The business activity of Chambersburg and the surrounding country then greatly increased. Several lines of stages started daily for Philadelphia, Pittsburgh and Baltimore, besides other lines, which reached less distant places. The town then was a great thoroughfare for travel, and at all seasons the town's hotels were filled with travelers. The public highways were soon lined with blacksmith and wagon-makers' shops, stage and hack stands, and trading places. The tavern yards were crowded with wagons, and merchants were busily engaged receiving and shipping goods. Large numbers of men were thus employed. the road from Chambersburg to Pittsburgh was often lined with long files of broad-wheeled wagons, with their high bows covered with heavy canvas, and drawn by those teams of powerful draugh horses, for which Pennsylvania was once famous, many of whose necks were mounted with bearskin housings and tinkling bells.

The first turnpike company in the State was incorporated in April, 1792; but it was not built till about 1814, when many similar companies were chartered, and the public mind became deeply interested in their building. The State was a liberal subscriber to such enterprises. Every State in the Union subscribed largely to its enterprises of internal improvements. During these times three important turnpike roads were constructed into Franklin County, and to each of these the State contributed liberally. The three roads were: The Carlisle and Chambersburg road (this received from the State $100,000); the Chambersburg and Bedford road ($175,000); and the Waynesboro, Greencastle and Mercersburg road ($25,000).

Inns or Taverns

Inns or taverns were numerous in those days. It is said that nearly every tenth house along the turnpike was a hostelry, whose yards were nightly filled with wagons, and whose tap-rooms were thronged with noisy and hilarious teamsters. A violin was then considered an indispensible adjunct to a country tavern; and, moved by its inspiring notes, the jolly crowd often stamped and thundered through the "stag dance," the Virginia reel, and the "hoe down." The fun was fast and furious, especially when the throng was maddened by their frequent and generous potations of the "worm of the still;" then a brawl and promiscuous fight was not unfrequent, and bloody noses and blackened eyes were the proud badges of the royal fun they had had. Certainly these were wild times -- but they were jolly.

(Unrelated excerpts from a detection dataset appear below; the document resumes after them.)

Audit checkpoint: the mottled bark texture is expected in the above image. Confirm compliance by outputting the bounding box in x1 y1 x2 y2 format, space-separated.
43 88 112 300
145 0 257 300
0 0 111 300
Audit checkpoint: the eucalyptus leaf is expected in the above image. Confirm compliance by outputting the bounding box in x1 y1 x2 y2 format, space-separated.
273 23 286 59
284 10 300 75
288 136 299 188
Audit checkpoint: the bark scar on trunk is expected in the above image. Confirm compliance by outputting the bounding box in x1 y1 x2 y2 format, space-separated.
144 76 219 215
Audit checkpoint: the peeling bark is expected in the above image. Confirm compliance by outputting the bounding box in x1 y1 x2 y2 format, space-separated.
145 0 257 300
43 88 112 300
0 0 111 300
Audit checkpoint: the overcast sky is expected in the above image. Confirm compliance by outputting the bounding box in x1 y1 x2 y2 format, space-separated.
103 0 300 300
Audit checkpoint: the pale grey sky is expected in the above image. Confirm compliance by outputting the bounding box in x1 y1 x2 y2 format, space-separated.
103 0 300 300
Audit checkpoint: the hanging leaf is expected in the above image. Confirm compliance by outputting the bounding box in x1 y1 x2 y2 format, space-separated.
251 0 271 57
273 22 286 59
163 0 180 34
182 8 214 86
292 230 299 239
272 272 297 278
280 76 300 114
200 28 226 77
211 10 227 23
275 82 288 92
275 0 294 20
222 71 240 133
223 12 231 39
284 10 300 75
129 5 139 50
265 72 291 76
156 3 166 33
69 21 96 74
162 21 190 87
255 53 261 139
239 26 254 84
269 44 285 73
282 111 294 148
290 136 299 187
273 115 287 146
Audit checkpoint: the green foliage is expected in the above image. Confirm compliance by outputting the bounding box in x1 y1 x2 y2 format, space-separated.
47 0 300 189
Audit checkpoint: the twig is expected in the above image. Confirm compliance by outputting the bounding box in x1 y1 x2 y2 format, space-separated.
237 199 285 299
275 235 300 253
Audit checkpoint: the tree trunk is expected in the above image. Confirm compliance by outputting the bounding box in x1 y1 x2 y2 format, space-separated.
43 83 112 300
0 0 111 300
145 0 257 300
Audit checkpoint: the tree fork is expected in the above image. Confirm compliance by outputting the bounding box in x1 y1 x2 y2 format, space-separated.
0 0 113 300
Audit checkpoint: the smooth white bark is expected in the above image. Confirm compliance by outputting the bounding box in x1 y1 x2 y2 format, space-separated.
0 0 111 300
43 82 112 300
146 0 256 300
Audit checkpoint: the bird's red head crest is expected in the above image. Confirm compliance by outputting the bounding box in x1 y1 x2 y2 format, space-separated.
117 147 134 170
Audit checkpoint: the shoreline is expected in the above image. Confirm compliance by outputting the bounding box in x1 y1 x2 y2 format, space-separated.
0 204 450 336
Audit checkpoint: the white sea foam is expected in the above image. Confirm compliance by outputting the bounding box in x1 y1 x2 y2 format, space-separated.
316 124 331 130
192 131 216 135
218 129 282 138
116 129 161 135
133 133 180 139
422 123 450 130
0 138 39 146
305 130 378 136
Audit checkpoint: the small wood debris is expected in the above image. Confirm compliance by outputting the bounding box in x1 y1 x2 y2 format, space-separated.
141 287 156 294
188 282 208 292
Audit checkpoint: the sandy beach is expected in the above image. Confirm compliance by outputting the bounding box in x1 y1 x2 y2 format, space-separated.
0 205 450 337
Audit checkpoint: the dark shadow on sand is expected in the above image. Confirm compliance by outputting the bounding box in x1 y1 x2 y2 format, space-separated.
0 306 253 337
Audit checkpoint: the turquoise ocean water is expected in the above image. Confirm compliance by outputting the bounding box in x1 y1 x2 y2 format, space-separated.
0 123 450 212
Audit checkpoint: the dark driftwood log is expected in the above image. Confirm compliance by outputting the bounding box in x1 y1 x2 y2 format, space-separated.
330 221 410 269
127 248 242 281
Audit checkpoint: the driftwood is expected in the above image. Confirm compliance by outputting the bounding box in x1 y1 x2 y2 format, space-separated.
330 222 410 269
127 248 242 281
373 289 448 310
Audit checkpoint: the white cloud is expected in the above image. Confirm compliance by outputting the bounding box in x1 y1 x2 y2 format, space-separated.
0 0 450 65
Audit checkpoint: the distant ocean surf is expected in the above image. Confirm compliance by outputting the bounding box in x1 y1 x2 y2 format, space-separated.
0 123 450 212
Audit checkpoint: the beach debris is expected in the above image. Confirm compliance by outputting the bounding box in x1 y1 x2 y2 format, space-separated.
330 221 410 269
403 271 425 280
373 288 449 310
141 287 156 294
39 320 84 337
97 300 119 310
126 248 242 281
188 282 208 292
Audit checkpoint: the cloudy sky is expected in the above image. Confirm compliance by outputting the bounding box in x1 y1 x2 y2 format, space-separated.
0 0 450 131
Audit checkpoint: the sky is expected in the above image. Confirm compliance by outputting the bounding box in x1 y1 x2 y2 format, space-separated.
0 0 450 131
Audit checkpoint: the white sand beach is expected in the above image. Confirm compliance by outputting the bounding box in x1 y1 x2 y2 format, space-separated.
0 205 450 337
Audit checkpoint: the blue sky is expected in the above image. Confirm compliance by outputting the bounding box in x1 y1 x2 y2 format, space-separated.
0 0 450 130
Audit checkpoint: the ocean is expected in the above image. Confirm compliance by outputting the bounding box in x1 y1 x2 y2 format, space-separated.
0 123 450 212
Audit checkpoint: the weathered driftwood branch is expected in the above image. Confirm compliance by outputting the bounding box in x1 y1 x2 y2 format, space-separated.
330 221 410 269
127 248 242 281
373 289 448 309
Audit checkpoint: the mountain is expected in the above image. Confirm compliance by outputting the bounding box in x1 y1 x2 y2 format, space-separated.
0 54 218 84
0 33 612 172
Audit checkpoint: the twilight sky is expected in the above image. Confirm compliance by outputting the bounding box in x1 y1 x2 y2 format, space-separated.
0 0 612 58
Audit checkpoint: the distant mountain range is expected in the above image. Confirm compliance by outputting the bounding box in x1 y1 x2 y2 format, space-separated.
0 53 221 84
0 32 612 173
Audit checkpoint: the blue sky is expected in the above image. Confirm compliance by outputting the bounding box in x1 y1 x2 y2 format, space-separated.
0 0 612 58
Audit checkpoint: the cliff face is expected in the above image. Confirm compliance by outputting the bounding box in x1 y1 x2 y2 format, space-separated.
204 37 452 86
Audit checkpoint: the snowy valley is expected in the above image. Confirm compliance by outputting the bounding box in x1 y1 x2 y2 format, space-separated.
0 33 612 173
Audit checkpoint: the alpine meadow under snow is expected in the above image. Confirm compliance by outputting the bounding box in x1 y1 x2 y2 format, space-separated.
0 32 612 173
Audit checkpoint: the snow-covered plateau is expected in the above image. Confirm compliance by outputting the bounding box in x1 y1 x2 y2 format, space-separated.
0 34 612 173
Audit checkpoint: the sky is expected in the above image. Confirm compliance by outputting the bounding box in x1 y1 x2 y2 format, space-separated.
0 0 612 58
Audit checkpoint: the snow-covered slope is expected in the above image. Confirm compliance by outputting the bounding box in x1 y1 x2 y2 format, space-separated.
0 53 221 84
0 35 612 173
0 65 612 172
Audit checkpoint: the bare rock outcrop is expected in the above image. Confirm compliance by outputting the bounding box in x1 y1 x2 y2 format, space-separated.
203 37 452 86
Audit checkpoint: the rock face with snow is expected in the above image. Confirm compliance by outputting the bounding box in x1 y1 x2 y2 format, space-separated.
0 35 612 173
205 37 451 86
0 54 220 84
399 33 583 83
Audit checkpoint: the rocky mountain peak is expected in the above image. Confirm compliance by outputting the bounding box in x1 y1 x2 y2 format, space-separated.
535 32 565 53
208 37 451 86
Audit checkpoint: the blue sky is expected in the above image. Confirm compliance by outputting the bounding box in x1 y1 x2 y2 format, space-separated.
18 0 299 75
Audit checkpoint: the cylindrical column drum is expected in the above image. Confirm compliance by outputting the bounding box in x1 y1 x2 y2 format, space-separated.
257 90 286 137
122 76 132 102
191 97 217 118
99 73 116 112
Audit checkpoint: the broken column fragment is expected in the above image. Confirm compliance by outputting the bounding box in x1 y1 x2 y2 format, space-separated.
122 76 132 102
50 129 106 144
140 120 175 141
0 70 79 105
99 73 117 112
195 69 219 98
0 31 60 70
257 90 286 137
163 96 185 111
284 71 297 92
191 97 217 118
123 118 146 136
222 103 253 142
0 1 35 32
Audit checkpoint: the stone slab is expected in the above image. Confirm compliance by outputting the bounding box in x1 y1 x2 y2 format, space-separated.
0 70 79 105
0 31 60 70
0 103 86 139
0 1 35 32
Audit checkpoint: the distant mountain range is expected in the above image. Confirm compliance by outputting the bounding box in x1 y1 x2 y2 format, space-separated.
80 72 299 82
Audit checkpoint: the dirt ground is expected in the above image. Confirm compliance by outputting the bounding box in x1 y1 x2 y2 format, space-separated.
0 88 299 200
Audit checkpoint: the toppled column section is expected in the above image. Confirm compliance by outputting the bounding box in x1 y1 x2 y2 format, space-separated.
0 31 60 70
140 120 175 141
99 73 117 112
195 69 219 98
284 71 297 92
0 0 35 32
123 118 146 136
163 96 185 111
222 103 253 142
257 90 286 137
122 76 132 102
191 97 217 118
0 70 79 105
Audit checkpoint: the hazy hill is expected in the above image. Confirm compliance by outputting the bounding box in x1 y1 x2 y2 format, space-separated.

The good old drivers, who were the heroes par excellence, whether mounted upon their box, the "ribbons" guiding the prancing horses, the long whip, and the winding horns blowing defiance and triumph in the face of a gaping world, like the heralds of the plumed knights of old; or in the bar-room, the center of an admiring crowd, to which they gave their condescending and oracular "Yes; with a little sugar, please." They were the country taverns' truly great men. The flattering "treats" of the men, the gracious smiles of the blooming barmaid, were theirs exclusively. What a picture of rural life and happy content your recollection conjurs up! Now all is gone. The shrill whistle of the flying engine has blown out of this world even those great heroes, the stage-drivers. Your memory lingers now like a fading tradition -- ye have passed away, like a dissolving view -- a silent tear to your shades.